System restart while playing games. AMD IGPU

Hello! When playing games like Forza horizon 4 or Genshin Impact the system restarts after approximately 1 hour but it’s dynamic. Upon inspecting error logs I got the below errors:

 0.269526] thermal_sys: Registered thermal governor 'fair_share'
[    0.269526] thermal_sys: Registered thermal governor 'bang_bang'
[    0.269527] thermal_sys: Registered thermal governor 'step_wise'
[    0.269529] thermal_sys: Registered thermal governor 'user_space'
[    0.783730] RAS: Correctable Errors collector initialized.
[    7.119060] amdgpu 0000:09:00.0: amdgpu: psp gfx command LOAD_TA(0x1) failed and response status is (0x7)
[    7.210409] amdgpu 0000:09:00.0: amdgpu: [drm] Failed to setup vendor infoframe on connector HDMI-A-2: -22 
[    9.801351] MCE: In-kernel MCE decoding enabled.

My system is using AMD Ryzen 5 3400g, no Dedicated gpu and KDE Plasma spin. From online surfing and talking with chatbots it appears to be driver or firmware issue(but not sure). Why this type of error and restarts occurs? is it thermal issue or just software problem? Is there a solution to this? Thanks.

What kind of CPU temperatures are you getting?

I used to have the Ryzen 5 2400G and (on Windows) it got pretty hot when playing a game that taxed both the CPU and iGPU.

I didn’t check the temperature continuously. but like during idle in the game(genshin impact no playing just it’s running in the background) it stays 80 degree.
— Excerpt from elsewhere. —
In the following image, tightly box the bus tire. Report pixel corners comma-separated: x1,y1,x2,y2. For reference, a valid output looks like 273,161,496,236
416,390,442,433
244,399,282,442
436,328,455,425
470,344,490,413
I suspect it can go beyond that while playing.

Right, that does sound pretty hot if it’s already at 80 when it’s not fully loaded.
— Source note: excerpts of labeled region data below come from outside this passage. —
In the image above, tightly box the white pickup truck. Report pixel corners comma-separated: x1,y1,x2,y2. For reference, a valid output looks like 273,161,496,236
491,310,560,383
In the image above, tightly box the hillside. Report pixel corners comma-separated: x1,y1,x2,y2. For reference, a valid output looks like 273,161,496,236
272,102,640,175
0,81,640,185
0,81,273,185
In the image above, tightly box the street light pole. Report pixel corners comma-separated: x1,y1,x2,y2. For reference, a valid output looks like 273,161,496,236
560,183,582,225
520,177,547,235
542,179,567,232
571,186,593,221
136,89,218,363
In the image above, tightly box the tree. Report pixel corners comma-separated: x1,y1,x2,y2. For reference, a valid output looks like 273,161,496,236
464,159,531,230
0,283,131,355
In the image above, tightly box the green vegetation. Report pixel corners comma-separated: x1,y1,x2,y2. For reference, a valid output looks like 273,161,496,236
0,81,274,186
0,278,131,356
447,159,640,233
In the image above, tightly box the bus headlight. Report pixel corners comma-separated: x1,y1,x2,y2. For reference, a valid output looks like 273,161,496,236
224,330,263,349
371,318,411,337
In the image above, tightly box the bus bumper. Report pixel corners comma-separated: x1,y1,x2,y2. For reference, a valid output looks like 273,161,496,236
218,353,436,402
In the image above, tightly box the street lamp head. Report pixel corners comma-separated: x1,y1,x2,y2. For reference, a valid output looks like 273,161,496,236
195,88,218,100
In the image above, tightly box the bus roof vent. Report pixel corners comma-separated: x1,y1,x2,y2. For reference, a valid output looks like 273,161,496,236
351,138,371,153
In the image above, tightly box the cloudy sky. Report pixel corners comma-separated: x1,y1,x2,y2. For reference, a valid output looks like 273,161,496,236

The spec says the max operating temperature is 95 degrees, so I wouldn’t be surprised if you were getting thermal shutdowns.

yeah. But can’t be sure if thermal is the main problem. I’ll do a test run with monitoring the temps. but what about this two?

[ 7.119060] amdgpu 0000:09:00.0: amdgpu: psp gfx command LOAD_TA(0x1) failed and response status is (0x7)

[ 7.210409] amdgpu 0000:09:00.0: amdgpu: [drm] Failed to setup vendor infoframe on connector HDMI-A-2: -22

Those look like logs from early boot, so I’m not sure they are necessarily relevant to a crash 1 hour later.

But I don’t have an AMD GPU anymore so I don’t know the detail of what they mean.

It would be interesting if journalctl showed anything relevant happening just before the crash.

these are the errors after the system rebooted itself(so from the initial boot done by me). I have went through journalctl after the crash and I can assure you that this line was present. I can even try again to see if it crashes again and if it logs this message. I’ll provide the update afterwards. but I surely need a better cooler right?:laughing: this apu is hot

I know :slight_smile: But what I mean is, it would be interesting to see if anything is logged right before the crash - rather than when the system reboots after the crash.

Right! The iGPU is not bad for an iGPU, but of course it has to share the same physical package with the CPU and it seems like you get some concentrated heat.

Thanks for you kind aid !! I will try again to see if I can get anything interesting. can you give me some clues on how those logs look like?

I would suggest:

  • After a crash and restart, sudo journalctl -b -1 to bring up the logs from the previous boot.
  • We’re interested in the last things that happened before crash, so just look at the last 50-100 lines to see if anything looks suspicious. Particularly anything that seems related to amdgpu or to some warning about temperatures.
1 Like

Got it. I’ll share if I find them. Thanks.

Sorry for being late. I’m now on a vacation. But before moving I did a test run and the temps went up to 85 in just story mode. It’s didn’t go beyond that and I didn’t face any restart. I played around 2 hours. Most of the times the restart happens in that timeline. So, you were right :+1:. There is a very high chance that the restart is caused by overheating or even just hitting the thermal threshold. It could also happen so fast that the system dosen’t get the time to log something about it. Thanks for your help :slight_smile:.